In the old days Gentry and Shevlin had seemed to be two of a kind, reckless and wild, full of ginger, and homeless as a pair of tumbleweeds. Ready to fight at the drop of a hat, and to drop the hat themselves if need be. And Gentry had been good with a gun.
He had been better with a gun than Shevlin in those days. He was eight years older, and had owned a gun that much longer and had had that much more practice. But a lot of water had flowed under the bridge since then, and a lot had happened to Mike Shevlin that could never happen to Gib Gentry in Rafter Crossing. In the words of the cow country, Mike Shevlin had been up the creek and over the mountain since then.

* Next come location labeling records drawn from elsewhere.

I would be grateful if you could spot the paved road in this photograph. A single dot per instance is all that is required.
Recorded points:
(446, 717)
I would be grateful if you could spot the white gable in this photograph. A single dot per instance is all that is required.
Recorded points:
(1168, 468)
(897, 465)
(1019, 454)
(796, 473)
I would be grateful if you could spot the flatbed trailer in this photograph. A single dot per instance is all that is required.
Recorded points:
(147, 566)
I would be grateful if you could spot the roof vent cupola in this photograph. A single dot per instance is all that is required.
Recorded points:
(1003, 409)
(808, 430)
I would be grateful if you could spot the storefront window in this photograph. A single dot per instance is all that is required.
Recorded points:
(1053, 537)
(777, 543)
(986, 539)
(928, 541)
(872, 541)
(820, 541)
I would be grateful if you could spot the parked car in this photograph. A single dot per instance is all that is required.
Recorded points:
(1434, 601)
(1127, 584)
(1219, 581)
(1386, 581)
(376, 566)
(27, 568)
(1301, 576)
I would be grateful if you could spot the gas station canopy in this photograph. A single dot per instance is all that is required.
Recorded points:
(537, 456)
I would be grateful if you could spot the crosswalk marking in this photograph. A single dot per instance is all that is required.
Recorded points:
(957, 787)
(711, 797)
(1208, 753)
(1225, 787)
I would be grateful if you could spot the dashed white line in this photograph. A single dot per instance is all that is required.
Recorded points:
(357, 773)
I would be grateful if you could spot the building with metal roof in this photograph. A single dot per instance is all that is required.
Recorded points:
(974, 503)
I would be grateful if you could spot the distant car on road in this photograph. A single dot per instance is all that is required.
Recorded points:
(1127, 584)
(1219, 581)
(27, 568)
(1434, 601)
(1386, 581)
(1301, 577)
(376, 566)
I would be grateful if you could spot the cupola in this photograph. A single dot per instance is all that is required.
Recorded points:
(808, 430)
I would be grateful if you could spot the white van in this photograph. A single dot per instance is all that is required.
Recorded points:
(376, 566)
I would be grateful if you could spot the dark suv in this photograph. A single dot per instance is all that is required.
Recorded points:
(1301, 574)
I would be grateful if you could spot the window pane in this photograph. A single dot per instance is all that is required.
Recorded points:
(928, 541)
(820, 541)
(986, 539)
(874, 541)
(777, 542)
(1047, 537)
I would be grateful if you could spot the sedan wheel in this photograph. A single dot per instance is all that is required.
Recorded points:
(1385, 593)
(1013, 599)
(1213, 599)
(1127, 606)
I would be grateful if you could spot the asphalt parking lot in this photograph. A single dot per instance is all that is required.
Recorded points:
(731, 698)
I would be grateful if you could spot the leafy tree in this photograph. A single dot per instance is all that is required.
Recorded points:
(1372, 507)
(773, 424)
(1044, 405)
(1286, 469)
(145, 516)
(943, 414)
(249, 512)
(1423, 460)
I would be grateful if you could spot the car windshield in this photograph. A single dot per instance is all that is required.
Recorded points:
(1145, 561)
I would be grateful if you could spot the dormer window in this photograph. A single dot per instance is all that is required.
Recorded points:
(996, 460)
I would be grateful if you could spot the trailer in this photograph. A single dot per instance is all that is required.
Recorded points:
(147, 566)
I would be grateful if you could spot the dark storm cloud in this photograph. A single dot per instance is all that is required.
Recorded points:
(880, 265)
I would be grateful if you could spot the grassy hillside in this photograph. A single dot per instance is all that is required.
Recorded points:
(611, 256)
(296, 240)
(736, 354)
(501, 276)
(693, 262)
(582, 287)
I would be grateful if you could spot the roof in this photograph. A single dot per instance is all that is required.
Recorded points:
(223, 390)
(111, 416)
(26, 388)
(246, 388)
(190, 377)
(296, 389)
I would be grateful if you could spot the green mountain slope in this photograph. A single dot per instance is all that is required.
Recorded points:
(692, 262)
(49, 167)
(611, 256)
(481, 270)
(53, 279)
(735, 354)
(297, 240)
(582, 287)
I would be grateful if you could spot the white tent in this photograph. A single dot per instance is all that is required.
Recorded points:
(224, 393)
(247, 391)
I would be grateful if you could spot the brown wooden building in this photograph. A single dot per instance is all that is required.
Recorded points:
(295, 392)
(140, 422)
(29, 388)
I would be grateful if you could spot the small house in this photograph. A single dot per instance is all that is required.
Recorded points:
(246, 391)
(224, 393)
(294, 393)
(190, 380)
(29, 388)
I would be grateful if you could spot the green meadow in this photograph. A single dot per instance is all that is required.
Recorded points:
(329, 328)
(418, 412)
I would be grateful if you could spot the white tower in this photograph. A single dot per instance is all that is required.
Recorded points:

The rain lashed his face, driven by the rising wind. This was the story of his life, he thought bitterly—hunting a place to hole up for a while. Thirty years old, and nothing to show for it but a horse, a saddle, and a couple of guns.
He was riding past the last of the town’s buildings when he remembered the old mill in Brush Canyon. It might have been torn down for the lumber, or burned in some brush fire, but if it was still there it would be shelter from the storm and from observation. The mill had been old, even in his time, mute evidence of a dream that dried up when the water did. It was unlikely that newcomers would know of its existence.
With no better place to go, he turned into the trail around the livery barn and started up the slant of the hill in the driving rain. Brush whipped at his slicker and at his face, but he bowed his head and kept on.